* Re: PAE issue (32-on-64 work)
[not found] <E1GaYNL-0000rc-Ub@host-192-168-0-1-bcn-london>
@ 2006-10-19 16:19 ` Joe Bonasera
2006-10-19 16:24 ` Keir Fraser
0 siblings, 1 reply; 13+ messages in thread
From: Joe Bonasera @ 2006-10-19 16:19 UTC (permalink / raw)
To: xen-devel
> Date: Thu, 19 Oct 2006 13:56:51 +0100
> From: Keir Fraser <Keir.Fraser@cl.cam.ac.uk>
> Subject: Re: [Xen-devel] PAE issue (32-on-64 work)
> To: Jan Beulich <jbeulich@novell.com>, <xen-devel@lists.xensource.com>
> Message-ID: <C15D34A3.2CB1%Keir.Fraser@cl.cam.ac.uk>
> Content-Type: text/plain; charset="US-ASCII"
>
> On 19/10/06 11:39, "Jan Beulich" <jbeulich@novell.com> wrote:
>
>
>>Just now I found that there is a resulting issue for the 32on64 work I'm
>>doing: Since none of the entries 4...511 of the PMD get initialized in Linux,
>>and since Xen nevertheless has to validate all 512 entries (in order to
>>avoid making available translations that could be used during speculative
>>execution), the validation has the potential to fail (and does in reality),
>>resulting in the guest dying.
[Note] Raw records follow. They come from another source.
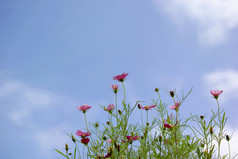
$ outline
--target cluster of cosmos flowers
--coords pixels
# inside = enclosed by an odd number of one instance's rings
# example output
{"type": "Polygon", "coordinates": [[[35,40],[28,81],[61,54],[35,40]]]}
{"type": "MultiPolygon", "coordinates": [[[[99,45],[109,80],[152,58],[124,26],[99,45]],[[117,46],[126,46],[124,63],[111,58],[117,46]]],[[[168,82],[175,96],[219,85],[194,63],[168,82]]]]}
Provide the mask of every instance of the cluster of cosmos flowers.
{"type": "MultiPolygon", "coordinates": [[[[109,115],[111,115],[111,120],[109,119],[109,121],[107,121],[106,123],[107,123],[107,125],[111,125],[111,129],[114,129],[114,128],[117,128],[117,125],[115,126],[112,126],[112,123],[111,122],[113,122],[113,120],[112,120],[112,117],[113,116],[115,116],[116,117],[116,124],[119,124],[121,121],[119,120],[119,116],[121,115],[122,116],[122,113],[123,112],[125,112],[125,111],[127,111],[127,104],[126,104],[126,100],[125,100],[125,88],[124,88],[124,85],[123,85],[123,82],[125,81],[125,79],[126,79],[126,77],[128,76],[128,73],[122,73],[122,74],[119,74],[119,75],[116,75],[116,76],[114,76],[113,77],[113,80],[117,80],[117,81],[119,81],[119,82],[121,82],[122,83],[122,86],[123,86],[123,89],[124,89],[124,101],[122,102],[123,103],[123,105],[124,105],[124,109],[117,109],[117,102],[116,102],[116,104],[114,105],[114,104],[109,104],[107,107],[102,107],[103,108],[103,110],[104,111],[107,111],[108,113],[109,113],[109,115]],[[116,112],[115,112],[116,111],[116,112]]],[[[119,90],[119,86],[117,85],[117,84],[113,84],[113,85],[111,85],[111,89],[112,89],[112,91],[114,92],[114,94],[115,95],[117,95],[117,93],[118,93],[118,90],[119,90]]],[[[155,92],[157,92],[158,93],[158,95],[159,95],[159,89],[158,88],[155,88],[155,92]]],[[[211,93],[211,95],[214,97],[214,99],[216,99],[217,101],[218,101],[218,97],[220,96],[220,94],[222,93],[223,91],[222,90],[211,90],[210,91],[210,93],[211,93]]],[[[180,118],[178,118],[178,116],[179,116],[179,114],[178,114],[178,112],[179,112],[179,108],[180,108],[180,106],[182,105],[182,101],[184,100],[184,99],[182,99],[182,100],[179,100],[178,98],[175,98],[175,91],[174,90],[170,90],[169,91],[169,95],[173,98],[173,105],[169,105],[168,106],[168,108],[170,108],[171,110],[174,110],[175,111],[175,113],[176,113],[176,116],[175,117],[173,117],[172,116],[172,114],[170,115],[170,116],[168,116],[167,117],[167,119],[166,118],[163,118],[162,117],[162,133],[163,133],[163,135],[160,135],[160,136],[158,136],[158,139],[159,139],[159,142],[161,143],[161,141],[163,140],[163,143],[164,143],[164,145],[166,145],[166,144],[168,144],[169,143],[169,139],[166,139],[165,138],[165,130],[167,129],[168,131],[170,131],[170,134],[173,136],[173,134],[175,135],[175,141],[177,140],[176,139],[176,134],[177,135],[179,135],[178,134],[178,131],[180,130],[180,127],[181,127],[181,123],[180,123],[180,118]]],[[[160,99],[160,96],[159,96],[159,99],[160,99]]],[[[155,103],[153,103],[153,104],[151,104],[151,105],[146,105],[146,106],[142,106],[142,104],[141,103],[137,103],[137,108],[141,111],[141,110],[145,110],[146,111],[146,113],[147,113],[147,120],[146,120],[146,125],[145,125],[145,127],[143,127],[143,119],[142,119],[142,132],[144,131],[144,135],[139,135],[138,133],[134,133],[133,131],[131,131],[131,133],[129,133],[129,134],[124,134],[125,135],[125,137],[124,138],[120,138],[119,136],[114,136],[114,138],[111,136],[111,138],[106,138],[105,136],[103,137],[103,140],[104,141],[106,141],[108,144],[111,144],[111,146],[109,147],[109,149],[108,149],[108,151],[107,151],[107,153],[105,154],[105,155],[103,155],[102,153],[100,153],[100,155],[97,155],[97,156],[95,156],[95,158],[113,158],[113,156],[112,156],[112,154],[113,154],[113,151],[114,151],[114,148],[115,149],[117,149],[117,154],[120,154],[119,152],[121,151],[121,146],[122,145],[120,145],[120,144],[123,144],[123,143],[125,143],[125,144],[131,144],[132,145],[132,143],[134,142],[134,141],[138,141],[138,140],[140,140],[140,143],[141,144],[144,144],[144,146],[147,146],[147,143],[146,143],[146,140],[148,140],[148,131],[151,131],[152,130],[152,128],[150,129],[150,127],[149,127],[149,125],[150,125],[150,123],[148,122],[148,111],[149,110],[153,110],[153,109],[156,109],[156,110],[158,110],[159,109],[159,104],[161,105],[161,99],[160,99],[160,103],[157,103],[157,102],[155,102],[155,103]],[[119,139],[119,140],[118,140],[119,139]],[[145,142],[143,141],[143,140],[145,140],[145,142]]],[[[78,110],[80,110],[83,114],[84,114],[84,116],[85,116],[85,125],[86,125],[86,131],[83,131],[83,130],[77,130],[76,131],[76,133],[75,133],[75,135],[76,136],[78,136],[79,137],[79,139],[76,139],[74,136],[73,136],[73,134],[71,135],[71,137],[72,137],[72,140],[76,143],[76,141],[77,142],[79,142],[79,143],[82,143],[84,146],[86,146],[87,148],[88,148],[88,151],[90,151],[91,150],[91,148],[89,148],[89,143],[90,143],[90,141],[91,141],[91,139],[90,138],[93,138],[93,136],[92,136],[92,132],[90,132],[90,129],[88,129],[88,126],[87,126],[87,121],[86,121],[86,113],[90,110],[92,108],[92,106],[90,106],[90,105],[88,105],[88,104],[84,104],[84,105],[81,105],[81,106],[77,106],[77,109],[78,110]]],[[[129,109],[129,108],[128,108],[129,109]]],[[[220,111],[220,108],[219,108],[219,104],[218,104],[218,117],[219,117],[219,122],[221,122],[221,120],[220,120],[220,114],[222,113],[222,111],[220,111]]],[[[126,116],[126,115],[125,115],[126,116]]],[[[142,117],[142,116],[141,116],[142,117]]],[[[225,118],[225,115],[223,116],[223,118],[225,118]]],[[[200,119],[201,120],[203,120],[204,119],[204,116],[202,115],[202,116],[200,116],[200,119]]],[[[215,118],[214,118],[215,119],[215,118]]],[[[224,119],[223,119],[224,120],[224,119]]],[[[127,122],[127,121],[126,121],[127,122]]],[[[200,121],[199,121],[200,122],[200,121]]],[[[203,127],[205,127],[206,125],[204,125],[205,124],[205,122],[203,122],[203,121],[201,121],[200,122],[201,124],[202,124],[202,126],[203,127]]],[[[115,120],[114,120],[114,124],[115,124],[115,120]]],[[[124,123],[125,124],[125,123],[124,123]]],[[[127,123],[126,123],[127,124],[127,123]]],[[[219,124],[217,124],[217,125],[219,125],[219,124]]],[[[96,128],[99,126],[99,124],[97,123],[96,124],[96,128]]],[[[120,126],[123,126],[123,125],[120,125],[120,126]]],[[[212,135],[213,134],[213,126],[214,125],[210,125],[209,126],[209,133],[212,135]]],[[[219,127],[219,126],[218,126],[219,127]]],[[[125,126],[125,128],[126,128],[126,126],[125,126]]],[[[219,127],[220,128],[220,127],[219,127]]],[[[123,128],[122,128],[123,129],[123,128]]],[[[127,129],[127,128],[126,128],[127,129]]],[[[124,130],[123,129],[123,131],[126,131],[126,129],[124,130]]],[[[220,130],[220,133],[222,133],[223,132],[223,128],[220,128],[221,130],[220,130]]],[[[113,130],[110,130],[110,131],[113,131],[113,130]]],[[[113,132],[113,133],[115,133],[115,132],[113,132]]],[[[126,131],[126,133],[128,133],[128,131],[126,131]]],[[[169,133],[168,133],[169,134],[169,133]]],[[[177,136],[178,137],[178,136],[177,136]]],[[[212,138],[212,137],[211,137],[212,138]]],[[[230,140],[230,137],[228,136],[228,135],[226,135],[225,136],[225,139],[227,140],[227,141],[229,141],[230,140]]],[[[207,140],[207,139],[206,139],[207,140]]],[[[172,140],[171,140],[172,141],[172,140]]],[[[95,142],[95,140],[94,140],[94,142],[95,142]]],[[[98,142],[98,141],[97,141],[98,142]]],[[[103,142],[102,140],[100,140],[100,142],[103,142]]],[[[218,141],[218,144],[219,144],[219,142],[220,142],[220,140],[218,141]]],[[[178,147],[177,147],[177,141],[176,142],[174,142],[174,141],[172,141],[172,143],[170,142],[170,144],[172,144],[174,147],[176,147],[175,149],[176,149],[176,151],[177,152],[173,152],[173,154],[172,154],[172,156],[173,157],[175,157],[176,156],[176,153],[178,153],[178,147]]],[[[197,142],[195,142],[195,144],[194,145],[196,145],[196,144],[198,144],[198,141],[197,142]]],[[[214,154],[214,147],[212,148],[212,146],[211,147],[209,147],[209,144],[210,143],[206,143],[207,144],[207,146],[206,146],[206,150],[202,153],[204,156],[205,156],[205,154],[208,154],[208,148],[210,148],[210,149],[212,149],[210,152],[209,152],[209,155],[207,155],[207,158],[211,158],[212,157],[212,154],[214,154]],[[208,157],[209,156],[209,157],[208,157]]],[[[169,145],[169,144],[168,144],[169,145]]],[[[220,146],[220,145],[219,145],[220,146]]],[[[65,149],[67,149],[68,150],[68,145],[66,144],[66,147],[67,148],[65,148],[65,149]]],[[[162,155],[162,150],[161,150],[161,147],[162,147],[162,145],[160,145],[160,154],[159,154],[159,156],[161,156],[162,155]]],[[[77,146],[77,148],[78,148],[78,146],[77,146]]],[[[66,150],[66,152],[67,152],[67,150],[66,150]]],[[[132,146],[131,146],[131,150],[132,150],[132,146]]],[[[130,151],[131,151],[130,150],[130,151]]],[[[57,150],[58,151],[58,150],[57,150]]],[[[127,153],[127,155],[129,154],[130,155],[130,151],[127,149],[127,150],[124,150],[125,152],[124,153],[127,153]]],[[[143,146],[142,146],[142,151],[144,151],[143,150],[143,146]]],[[[198,150],[197,150],[198,151],[198,150]]],[[[220,147],[219,147],[219,150],[218,151],[220,151],[220,147]]],[[[59,152],[59,151],[58,151],[59,152]]],[[[76,149],[75,149],[75,152],[76,152],[76,149]]],[[[103,152],[105,152],[105,151],[103,151],[103,152]]],[[[165,153],[166,151],[164,151],[163,153],[165,153]]],[[[199,153],[200,153],[200,151],[198,151],[199,153]]],[[[61,153],[61,152],[60,152],[61,153]]],[[[68,153],[68,152],[67,152],[68,153]]],[[[143,156],[142,158],[147,158],[147,153],[148,153],[148,151],[145,151],[145,156],[143,156]]],[[[169,153],[169,152],[167,152],[167,153],[169,153]]],[[[62,155],[64,155],[63,153],[61,153],[62,155]]],[[[220,152],[218,152],[218,154],[220,155],[220,152]]],[[[200,154],[198,154],[198,156],[199,155],[201,155],[201,153],[200,154]]],[[[218,155],[218,158],[220,157],[218,155]]],[[[68,157],[68,155],[64,155],[66,158],[69,158],[68,157]]],[[[125,156],[124,156],[125,157],[125,156]]],[[[128,156],[129,157],[129,156],[128,156]]],[[[91,157],[90,157],[91,158],[91,157]]],[[[141,157],[139,157],[139,158],[141,158],[141,157]]],[[[176,157],[177,158],[177,157],[176,157]]]]}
The only option I presently see is to special
>>case the compatibility guest in the l3 handling and (I really hate to do
>>that) clear out the 518 supposedly unused entries (or at least clear
>>their present bits), meaning that no guest may ever make clever
>>assumptions and try to store some other data in the unused portion of
>>the pgd page.
>
>
> Either copy the PGDs out into a shadow L3, as we do for PAE Xen today. Or,
> as you say, zap the 508 unused entries. No guest uses them -- I'm pretty
> sure Linux is the only PAE-capable guest (others are non-pae or 64-bit).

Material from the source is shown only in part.